Longlisted in the Bradt New Travel Writer of the Year Competition 2023.

“This will be groundbreaking, literally and metaphorically.” Came Felicity’s voice from below deck. 

We arrived in Longyearbyen, the largest town on Svalbard, alongside the tourists that came for the polar bears, the wildlife and the snowmobiling, but we weren’t your average tourists. The six of us hoped we would not see any of these things, especially the bears.

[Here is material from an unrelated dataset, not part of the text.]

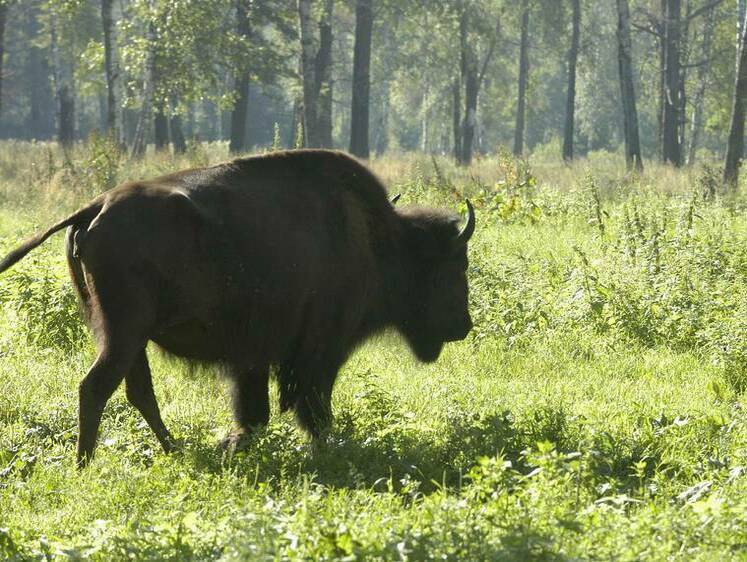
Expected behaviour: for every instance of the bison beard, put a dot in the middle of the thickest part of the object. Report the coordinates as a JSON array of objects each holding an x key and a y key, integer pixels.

Longyearbyen is a place of day or night, where cats are banned, and dogs pull sleds. The primary colours of painted houses clash with the illumination of the northern lights, and in turn the midnight sun. Suicide and depression are commonplace, but crime does not exist. History is shackled by exploration and endurance. There is no circle of human life, no baby is born, and nobody is buried; it is too remote for birth and too frozen for decomposition. It is a multinational place of impermanence. The harshness and need for survival are palpable in the air, the bars, and the street, and its soul is free and fervent. The wildness is all-consuming, but the limit of extremes eliminates everyday anxiety, this freedom bubbles under the surface of this Norwegian Archipelago, the northernmost inhabited place on earth. A town on the edge of the world. 

Aboard M/S Farmer, we sailed south to start our expedition. The town of Barentsberg, where we were to continue on skis, revealed itself to us like a painted Russian doll. Previously a soviet stronghold, this coal mining settlement lies benign against the Barents Sea and embedded in a seemingly infinite treeless, soilless landscape. In the lee of the hill lies the port. There is no welcome, so like uninvited guests, we wrench kit and ourselves onto land.

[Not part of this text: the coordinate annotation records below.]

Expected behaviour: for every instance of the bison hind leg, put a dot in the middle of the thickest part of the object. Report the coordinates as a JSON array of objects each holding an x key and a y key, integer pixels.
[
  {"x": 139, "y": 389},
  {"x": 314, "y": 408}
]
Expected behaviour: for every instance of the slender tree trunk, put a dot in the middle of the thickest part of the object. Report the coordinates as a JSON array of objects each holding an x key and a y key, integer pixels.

The day is drawing in, but the midnight sun is deceptive. We attached sleds and venture only minutes from the town; we camp close to civilization under a blush sky that envelops the black sea.

A five-pointed star lies above our camp, an angular expression of communist control. Chimneys rise from the ice, chugging potent smoke into the crisp polar air and turning the clouds to mottled grey. The snow around our tents, our usual bountiful supply of drinking water, is visibly contaminated; black particles fall freely from the sky and entomb themselves amongst the crystalline snowflakes. We walk into town and buy water, water in plastic bottles. The irony is not lost on us.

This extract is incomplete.